Authentically Human! Not Written by AI!
All Content Copyright © Michael Chesley Johnson AIS PSA MPAC

Thursday, November 21, 2019

Working with a Clear Vision

Besides being a painter, I'm a writer.  Writing comes easiest to me when I have a clear vision of where the writing will go.  Though the analogy is an old and tired one, it's fitting; a successful trip requires a good map and a definite destination.  When I write a magazine article, such as a feature interview or a technical column, I know my destination and how I'll get there.  The articles follow an established format.

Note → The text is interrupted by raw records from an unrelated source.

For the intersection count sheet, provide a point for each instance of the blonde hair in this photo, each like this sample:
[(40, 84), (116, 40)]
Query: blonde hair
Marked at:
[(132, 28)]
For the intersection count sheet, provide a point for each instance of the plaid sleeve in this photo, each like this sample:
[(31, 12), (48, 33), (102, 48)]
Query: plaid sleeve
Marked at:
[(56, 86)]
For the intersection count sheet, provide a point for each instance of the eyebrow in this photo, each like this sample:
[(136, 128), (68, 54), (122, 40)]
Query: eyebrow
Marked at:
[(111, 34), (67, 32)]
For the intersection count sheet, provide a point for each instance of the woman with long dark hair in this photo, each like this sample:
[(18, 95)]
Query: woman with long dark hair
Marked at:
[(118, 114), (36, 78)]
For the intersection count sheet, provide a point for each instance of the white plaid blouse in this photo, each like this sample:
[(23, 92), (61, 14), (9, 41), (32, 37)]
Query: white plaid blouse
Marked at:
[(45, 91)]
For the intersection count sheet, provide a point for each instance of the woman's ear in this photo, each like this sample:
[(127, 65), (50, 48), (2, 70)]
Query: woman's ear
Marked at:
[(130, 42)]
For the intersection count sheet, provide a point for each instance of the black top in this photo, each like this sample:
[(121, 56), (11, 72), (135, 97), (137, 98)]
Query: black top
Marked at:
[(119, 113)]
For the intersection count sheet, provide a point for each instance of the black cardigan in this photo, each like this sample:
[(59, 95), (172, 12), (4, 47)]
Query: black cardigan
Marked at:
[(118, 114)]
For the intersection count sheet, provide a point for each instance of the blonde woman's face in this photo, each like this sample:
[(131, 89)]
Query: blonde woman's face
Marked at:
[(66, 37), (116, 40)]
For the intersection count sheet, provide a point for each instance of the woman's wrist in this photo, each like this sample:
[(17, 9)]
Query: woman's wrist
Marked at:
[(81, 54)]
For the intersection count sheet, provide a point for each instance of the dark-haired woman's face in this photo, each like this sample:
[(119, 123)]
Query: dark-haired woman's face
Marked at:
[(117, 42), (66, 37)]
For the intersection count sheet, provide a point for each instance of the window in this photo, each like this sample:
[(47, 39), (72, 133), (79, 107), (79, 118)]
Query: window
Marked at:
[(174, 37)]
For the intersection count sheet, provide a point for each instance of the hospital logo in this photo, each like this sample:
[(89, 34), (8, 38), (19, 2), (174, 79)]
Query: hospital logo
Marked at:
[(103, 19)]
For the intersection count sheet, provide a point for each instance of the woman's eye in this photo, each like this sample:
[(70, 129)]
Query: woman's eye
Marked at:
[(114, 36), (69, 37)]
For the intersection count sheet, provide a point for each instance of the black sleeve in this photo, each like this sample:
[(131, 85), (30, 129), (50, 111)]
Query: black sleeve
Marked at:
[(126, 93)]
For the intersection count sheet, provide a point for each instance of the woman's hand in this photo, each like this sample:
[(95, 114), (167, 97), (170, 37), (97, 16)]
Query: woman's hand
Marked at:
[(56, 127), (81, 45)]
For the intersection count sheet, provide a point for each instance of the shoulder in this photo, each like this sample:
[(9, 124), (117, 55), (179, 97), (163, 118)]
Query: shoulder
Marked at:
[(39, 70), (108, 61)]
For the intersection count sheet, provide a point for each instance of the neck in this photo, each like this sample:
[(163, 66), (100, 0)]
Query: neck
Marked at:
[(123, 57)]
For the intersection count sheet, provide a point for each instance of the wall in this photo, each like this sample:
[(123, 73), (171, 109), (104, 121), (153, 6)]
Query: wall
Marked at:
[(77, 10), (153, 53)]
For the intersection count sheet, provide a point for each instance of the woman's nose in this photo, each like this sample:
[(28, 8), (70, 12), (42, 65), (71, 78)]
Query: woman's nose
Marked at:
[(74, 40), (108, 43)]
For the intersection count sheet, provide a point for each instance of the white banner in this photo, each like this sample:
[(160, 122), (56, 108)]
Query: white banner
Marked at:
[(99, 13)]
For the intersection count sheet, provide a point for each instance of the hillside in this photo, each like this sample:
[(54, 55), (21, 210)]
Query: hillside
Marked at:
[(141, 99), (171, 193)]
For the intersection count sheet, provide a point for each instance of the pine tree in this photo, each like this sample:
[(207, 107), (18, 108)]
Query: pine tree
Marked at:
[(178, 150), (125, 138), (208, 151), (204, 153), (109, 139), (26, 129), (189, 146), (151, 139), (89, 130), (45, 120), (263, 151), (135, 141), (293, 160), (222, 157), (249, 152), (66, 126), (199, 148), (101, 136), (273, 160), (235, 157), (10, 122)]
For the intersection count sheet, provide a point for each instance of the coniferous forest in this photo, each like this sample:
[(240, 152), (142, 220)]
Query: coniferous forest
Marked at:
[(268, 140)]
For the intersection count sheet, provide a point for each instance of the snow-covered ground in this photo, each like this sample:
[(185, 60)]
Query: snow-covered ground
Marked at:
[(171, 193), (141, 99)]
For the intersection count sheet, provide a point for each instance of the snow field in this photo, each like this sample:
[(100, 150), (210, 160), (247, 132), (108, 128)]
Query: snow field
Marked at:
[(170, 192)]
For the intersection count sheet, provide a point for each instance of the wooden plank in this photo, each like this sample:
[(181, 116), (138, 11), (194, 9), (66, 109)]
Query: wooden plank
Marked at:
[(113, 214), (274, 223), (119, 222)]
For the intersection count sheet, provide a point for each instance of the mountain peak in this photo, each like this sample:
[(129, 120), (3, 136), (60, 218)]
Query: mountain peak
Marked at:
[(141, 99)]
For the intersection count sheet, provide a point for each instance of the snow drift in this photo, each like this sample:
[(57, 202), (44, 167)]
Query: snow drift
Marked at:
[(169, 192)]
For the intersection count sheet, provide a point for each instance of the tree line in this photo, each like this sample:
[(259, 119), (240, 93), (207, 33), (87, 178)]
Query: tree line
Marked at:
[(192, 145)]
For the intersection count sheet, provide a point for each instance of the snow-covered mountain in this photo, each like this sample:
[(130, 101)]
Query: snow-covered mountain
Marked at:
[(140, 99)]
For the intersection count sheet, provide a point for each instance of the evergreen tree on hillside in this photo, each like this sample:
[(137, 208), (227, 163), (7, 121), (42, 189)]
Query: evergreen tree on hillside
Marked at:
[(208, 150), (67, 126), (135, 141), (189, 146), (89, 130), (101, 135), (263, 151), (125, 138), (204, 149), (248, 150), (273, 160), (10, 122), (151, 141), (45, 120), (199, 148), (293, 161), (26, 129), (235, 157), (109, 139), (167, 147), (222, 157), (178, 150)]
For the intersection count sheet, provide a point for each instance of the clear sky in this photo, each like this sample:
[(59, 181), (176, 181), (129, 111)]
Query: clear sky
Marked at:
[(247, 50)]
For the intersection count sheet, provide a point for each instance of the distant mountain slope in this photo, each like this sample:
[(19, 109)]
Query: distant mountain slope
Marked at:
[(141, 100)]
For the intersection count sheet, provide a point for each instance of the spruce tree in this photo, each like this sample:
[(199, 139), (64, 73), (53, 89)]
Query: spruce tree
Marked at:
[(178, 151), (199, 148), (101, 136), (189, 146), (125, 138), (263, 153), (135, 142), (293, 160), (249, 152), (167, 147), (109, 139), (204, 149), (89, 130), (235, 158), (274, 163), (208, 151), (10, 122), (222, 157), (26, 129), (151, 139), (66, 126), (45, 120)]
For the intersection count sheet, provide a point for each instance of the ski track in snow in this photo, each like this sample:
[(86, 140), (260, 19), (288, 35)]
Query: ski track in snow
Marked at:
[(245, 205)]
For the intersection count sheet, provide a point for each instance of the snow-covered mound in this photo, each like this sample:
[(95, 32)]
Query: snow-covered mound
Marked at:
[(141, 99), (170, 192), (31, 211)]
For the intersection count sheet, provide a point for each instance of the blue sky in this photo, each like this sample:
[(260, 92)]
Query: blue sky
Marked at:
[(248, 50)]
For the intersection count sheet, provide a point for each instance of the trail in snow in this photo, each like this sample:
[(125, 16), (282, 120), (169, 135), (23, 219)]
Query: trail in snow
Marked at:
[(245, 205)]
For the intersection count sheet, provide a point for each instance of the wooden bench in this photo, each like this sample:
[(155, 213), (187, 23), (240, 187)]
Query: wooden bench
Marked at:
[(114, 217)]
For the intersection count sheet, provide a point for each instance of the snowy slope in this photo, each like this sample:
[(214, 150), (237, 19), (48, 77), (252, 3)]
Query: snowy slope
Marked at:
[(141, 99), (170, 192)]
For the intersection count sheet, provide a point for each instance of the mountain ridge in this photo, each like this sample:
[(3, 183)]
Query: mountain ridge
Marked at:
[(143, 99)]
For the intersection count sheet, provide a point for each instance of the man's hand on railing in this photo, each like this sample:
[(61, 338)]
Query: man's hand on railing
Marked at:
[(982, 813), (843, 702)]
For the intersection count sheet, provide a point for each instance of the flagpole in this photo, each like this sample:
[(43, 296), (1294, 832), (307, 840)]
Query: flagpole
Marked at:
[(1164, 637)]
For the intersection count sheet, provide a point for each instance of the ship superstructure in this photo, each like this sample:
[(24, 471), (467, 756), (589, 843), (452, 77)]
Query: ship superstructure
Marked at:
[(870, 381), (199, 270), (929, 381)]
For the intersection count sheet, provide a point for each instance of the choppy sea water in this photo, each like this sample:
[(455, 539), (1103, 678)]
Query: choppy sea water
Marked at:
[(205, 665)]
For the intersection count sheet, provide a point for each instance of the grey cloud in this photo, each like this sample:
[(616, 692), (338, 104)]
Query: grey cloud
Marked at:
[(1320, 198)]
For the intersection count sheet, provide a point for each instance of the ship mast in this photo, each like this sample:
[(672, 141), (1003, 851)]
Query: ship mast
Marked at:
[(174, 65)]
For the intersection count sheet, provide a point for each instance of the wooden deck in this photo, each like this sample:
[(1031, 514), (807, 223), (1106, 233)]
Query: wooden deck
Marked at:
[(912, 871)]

On the other hand, I have the hardest time with fiction.  Whereas writing non-fiction is like a drive down the road to a place I've been many times before, writing fiction is more like a backpacking adventure into the wilderness.  Although I always have a trail map, I'm often sidetracked.  Sometimes a secondary trail looks more interesting.  Sometimes I get confused when the trail forks.  Sometimes I wonder if the hill to my right might give a good view.  Sometimes—well, you get the picture.  The plot outline I so meticulously crafted gets tossed into the trash, or at least heavily revised, when a character does something unexpected.

But perhaps not surprisingly, taking a turn that's not on the route, or letting the character do something outside the outline, can lead to a richer end.

Need I say it's the same with painting?  Having a clear vision of where you are going will take you to a satisfactory outcome soonest.  But sometimes, not having that clear vision, despite the detours, obstacles and time lost, will take you to a place that is far better.